You can take your baby out of the bath if they are becoming tired, overstimulated or if they are not enjoying it! Wrap them in the towel and then hold them in a football clutch hold to wash their hair

Hair/Scalp: Even babies without hair need a little scalp stimulation to help with cradle cap! Use your cup to pour a little water on their head. Gently massage the scalp and comb for stimulation. Doing it this way avoids water going in the baby’s eyes and helping avoid infections. 

Your baby is now ready to be dried and dressed!

When drying, pat the skin dry as rubbing may cause irritation. Remember to get in between those rolls, under that neck and between their fingers and toes!  

Additional tips!


  • You only need to bathe your baby 2-3 times a week! Bathing them every day can dry out their skin. Alternate between bathing and top and tailing (where you clean the main baby areas while they lie naked on a towel, rather than in a bath)
  • Moisturisers shouldn’t be needed during the first 12 weeks. Try using oils such as coconut or sunflower on any dry patches of skin
  • The same with nappy cream.
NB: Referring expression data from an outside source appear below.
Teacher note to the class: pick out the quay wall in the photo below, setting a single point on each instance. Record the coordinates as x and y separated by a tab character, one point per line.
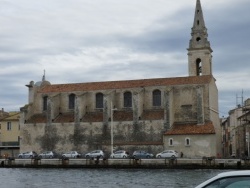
127	163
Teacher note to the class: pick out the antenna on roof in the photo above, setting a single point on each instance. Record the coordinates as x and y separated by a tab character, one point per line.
43	79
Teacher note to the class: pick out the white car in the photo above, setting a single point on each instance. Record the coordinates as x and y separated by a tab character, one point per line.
168	154
232	179
94	154
119	154
71	154
47	155
29	154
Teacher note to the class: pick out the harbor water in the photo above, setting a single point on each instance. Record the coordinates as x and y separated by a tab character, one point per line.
103	178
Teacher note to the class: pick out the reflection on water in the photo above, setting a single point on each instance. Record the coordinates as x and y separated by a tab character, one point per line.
104	178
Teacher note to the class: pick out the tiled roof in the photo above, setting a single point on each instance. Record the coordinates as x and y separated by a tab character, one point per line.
92	86
153	114
183	129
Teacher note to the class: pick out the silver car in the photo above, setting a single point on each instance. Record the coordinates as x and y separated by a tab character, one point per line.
168	154
71	154
28	154
94	154
119	154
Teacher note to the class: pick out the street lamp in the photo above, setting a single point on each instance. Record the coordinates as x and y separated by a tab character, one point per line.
111	127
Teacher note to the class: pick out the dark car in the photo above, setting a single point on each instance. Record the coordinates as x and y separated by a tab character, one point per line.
142	154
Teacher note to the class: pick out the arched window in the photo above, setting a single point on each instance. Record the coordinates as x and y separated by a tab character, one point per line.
45	103
170	142
157	97
187	142
127	96
72	98
99	100
198	67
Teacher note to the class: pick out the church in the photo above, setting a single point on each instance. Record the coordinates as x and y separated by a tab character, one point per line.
179	113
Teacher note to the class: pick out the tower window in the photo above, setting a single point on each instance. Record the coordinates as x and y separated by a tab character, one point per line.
170	142
157	98
45	102
187	142
99	100
72	101
127	99
198	39
198	67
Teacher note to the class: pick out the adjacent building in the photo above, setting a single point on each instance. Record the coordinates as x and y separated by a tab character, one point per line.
179	113
10	134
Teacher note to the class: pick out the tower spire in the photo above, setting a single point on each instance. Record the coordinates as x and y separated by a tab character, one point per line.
199	51
199	30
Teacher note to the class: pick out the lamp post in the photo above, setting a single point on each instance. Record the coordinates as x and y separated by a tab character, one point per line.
111	127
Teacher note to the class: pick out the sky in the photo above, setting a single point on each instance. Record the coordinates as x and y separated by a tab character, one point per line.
103	40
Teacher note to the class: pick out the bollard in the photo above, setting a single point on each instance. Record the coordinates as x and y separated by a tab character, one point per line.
65	161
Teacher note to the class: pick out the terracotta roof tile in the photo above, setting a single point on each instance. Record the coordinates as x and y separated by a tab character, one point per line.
181	129
92	86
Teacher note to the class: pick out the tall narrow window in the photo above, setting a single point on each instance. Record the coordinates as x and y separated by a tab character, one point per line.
9	126
72	98
127	99
99	100
198	67
45	102
170	141
157	98
187	142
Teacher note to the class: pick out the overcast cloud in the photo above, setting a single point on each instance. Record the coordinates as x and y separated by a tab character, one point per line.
100	40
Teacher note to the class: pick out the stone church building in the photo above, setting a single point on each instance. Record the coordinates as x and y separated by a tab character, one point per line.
179	113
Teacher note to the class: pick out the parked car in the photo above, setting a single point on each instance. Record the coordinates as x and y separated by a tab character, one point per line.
230	179
71	154
142	154
28	154
168	154
120	154
94	154
47	155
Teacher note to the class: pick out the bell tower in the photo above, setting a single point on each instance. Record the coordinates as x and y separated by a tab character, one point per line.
199	51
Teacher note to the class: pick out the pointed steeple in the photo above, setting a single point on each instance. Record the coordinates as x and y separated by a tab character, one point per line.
199	30
199	51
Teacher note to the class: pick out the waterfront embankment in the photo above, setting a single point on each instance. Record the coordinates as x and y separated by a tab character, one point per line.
179	163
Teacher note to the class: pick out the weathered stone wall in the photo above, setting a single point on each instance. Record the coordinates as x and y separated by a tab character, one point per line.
200	145
84	137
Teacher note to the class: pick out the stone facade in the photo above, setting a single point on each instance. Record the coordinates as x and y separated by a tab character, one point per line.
145	113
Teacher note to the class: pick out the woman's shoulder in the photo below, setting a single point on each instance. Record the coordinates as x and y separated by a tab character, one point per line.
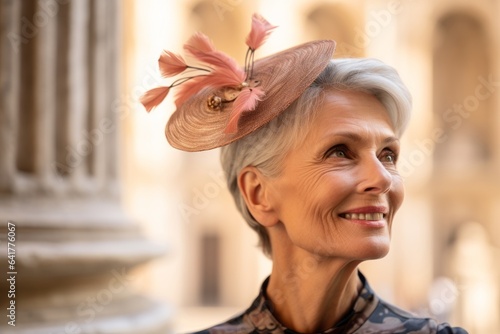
390	317
236	325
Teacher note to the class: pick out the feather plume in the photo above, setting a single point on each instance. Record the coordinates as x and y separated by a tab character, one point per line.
154	97
246	101
259	32
200	42
189	88
221	77
171	64
201	48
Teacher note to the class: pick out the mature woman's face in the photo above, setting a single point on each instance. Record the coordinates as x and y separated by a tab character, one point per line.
339	190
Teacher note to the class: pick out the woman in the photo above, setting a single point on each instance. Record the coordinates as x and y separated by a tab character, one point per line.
309	147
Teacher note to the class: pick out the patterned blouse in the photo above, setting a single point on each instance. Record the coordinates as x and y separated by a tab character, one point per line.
369	315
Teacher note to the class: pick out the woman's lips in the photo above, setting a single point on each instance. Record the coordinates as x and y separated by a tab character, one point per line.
363	216
372	215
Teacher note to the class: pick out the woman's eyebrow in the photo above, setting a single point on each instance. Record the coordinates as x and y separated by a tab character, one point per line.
355	137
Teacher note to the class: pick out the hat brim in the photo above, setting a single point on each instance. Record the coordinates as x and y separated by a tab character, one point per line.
283	76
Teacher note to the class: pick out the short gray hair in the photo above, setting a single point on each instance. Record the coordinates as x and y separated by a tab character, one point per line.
266	147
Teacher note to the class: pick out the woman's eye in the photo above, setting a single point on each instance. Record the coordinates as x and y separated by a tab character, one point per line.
389	156
339	151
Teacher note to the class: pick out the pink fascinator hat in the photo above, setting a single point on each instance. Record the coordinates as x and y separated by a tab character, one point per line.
217	101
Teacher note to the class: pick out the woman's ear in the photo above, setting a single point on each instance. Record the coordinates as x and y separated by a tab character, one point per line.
253	188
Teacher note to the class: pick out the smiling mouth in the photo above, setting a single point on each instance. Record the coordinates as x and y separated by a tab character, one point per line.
363	216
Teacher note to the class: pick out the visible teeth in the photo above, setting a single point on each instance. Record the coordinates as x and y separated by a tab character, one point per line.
364	216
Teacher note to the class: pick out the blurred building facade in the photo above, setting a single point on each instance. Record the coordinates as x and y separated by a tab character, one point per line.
68	248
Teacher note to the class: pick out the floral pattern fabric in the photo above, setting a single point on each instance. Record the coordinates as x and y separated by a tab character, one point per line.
369	315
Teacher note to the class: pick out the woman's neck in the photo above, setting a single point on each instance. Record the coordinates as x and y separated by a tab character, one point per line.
311	294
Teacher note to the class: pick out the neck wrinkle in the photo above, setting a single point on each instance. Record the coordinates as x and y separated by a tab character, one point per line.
309	294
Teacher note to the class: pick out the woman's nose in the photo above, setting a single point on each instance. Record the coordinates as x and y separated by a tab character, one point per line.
374	177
It’s great to provide a barrier after bath time, but you don’t need to use it on every nappy change
  • If your baby dislikes the bath, it could be down to being cold. Place a washcloth on their tummy whilst in the tub and keep pouring water on it to keep them warm.
  • If they still don’t enjoy it, keep Bath times short!
  • Let them have some ‘nappy off’ time before the bath (lay them on a towel or open nappy to catch any accidents!)
  • Cutting your baby’s nails can be easier after a bath as they are softer!

Enjoy! Bath time can be fun! And as they get older, you can take them in the bath with you (much easier with another adult present to help when it’s time to come out!) and introduce some toys!